Mortgage Shortfall & Negative Equity
If Your Sale Proceeds Are Less Than The Mortgage Owed
When a lender sells or auctions off your property, their primary concern is to recover the debt owed to them. If you’re arrears are very large, you have other secured loans, or if the value of the property has fallen since you bought it (negative equity) the money from the sale may not cover everything you owe. If this happens, you will still be responsible for repaying the difference. This difference is known as the ‘shortfall’.
When trying to work out if you will be subject a mortgage shortfall you should take in to account any arrears that you owe as these may be in addition to the mortgage remaining. You should also take in to account costs with regards to selling the property which include estate agent fees, Home Information Pack (HIPS), solicitor’s fees etc. all of which will add to the total debt. According to The Council of Mortgage Lenders 21% of repossessed houses are subject to shortfall.
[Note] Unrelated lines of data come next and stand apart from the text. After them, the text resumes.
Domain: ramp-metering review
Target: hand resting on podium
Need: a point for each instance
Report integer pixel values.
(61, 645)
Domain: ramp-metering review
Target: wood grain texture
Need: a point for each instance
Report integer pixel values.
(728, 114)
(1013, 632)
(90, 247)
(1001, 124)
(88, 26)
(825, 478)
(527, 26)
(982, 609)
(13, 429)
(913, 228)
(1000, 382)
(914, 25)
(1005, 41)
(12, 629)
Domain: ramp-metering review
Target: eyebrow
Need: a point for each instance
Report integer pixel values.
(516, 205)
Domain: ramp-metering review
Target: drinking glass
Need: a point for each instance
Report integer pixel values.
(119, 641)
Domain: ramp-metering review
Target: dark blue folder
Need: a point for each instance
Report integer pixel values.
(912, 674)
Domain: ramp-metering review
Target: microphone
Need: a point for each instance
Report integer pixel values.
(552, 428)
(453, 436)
A Word On Mortgage Indemnity Insurance
If you had to pay for indemnity insurance when you took out your mortgage, it will pay all or part of the shortfall to your lender. However, you are still responsible for the money and can be asked to pay it back after the property is sold. Your lender may take legal action on behalf of the insurance company, or the insurer can do so itself, although this has to be done within a certain amount of time and it may be possible to negotiate a manageable way to pay off the shortfall.
Repaying The Shortfall After The Repossession
You may be contacted soon after the repossession to ask how you intend to repay the debt. Once the property is sold, your lender or insurer will probably send you a detailed final financial statement. This will tell you whether any debt is still outstanding, and should include a detailed breakdown of all the costs involved. It is very important to get independent advice before you reply to any letters asking how you intend to pay off your debt.
How Will My Credit Rating By Affected
It can often be very difficult to find a landlord or lender who will provide a tenancy or mortgage to people with a history of mortgage arrears and other debt problems. They usually use credit reference agencies such as Experian and Equifax to check your credit history before they will give you a tenancy agreement or lend you money to buy a new home. Most mortgage lenders will also check the Council for Mortgage Lenders Possessions Register, which holds information about repossessions by any of its members during the last six years.
You can write or apply via the internet to the credit reference agencies asking for a copy of the information they hold on you. There is normally a small fee to pay but agency should then send you a copy of the information they hold on you within seven working days.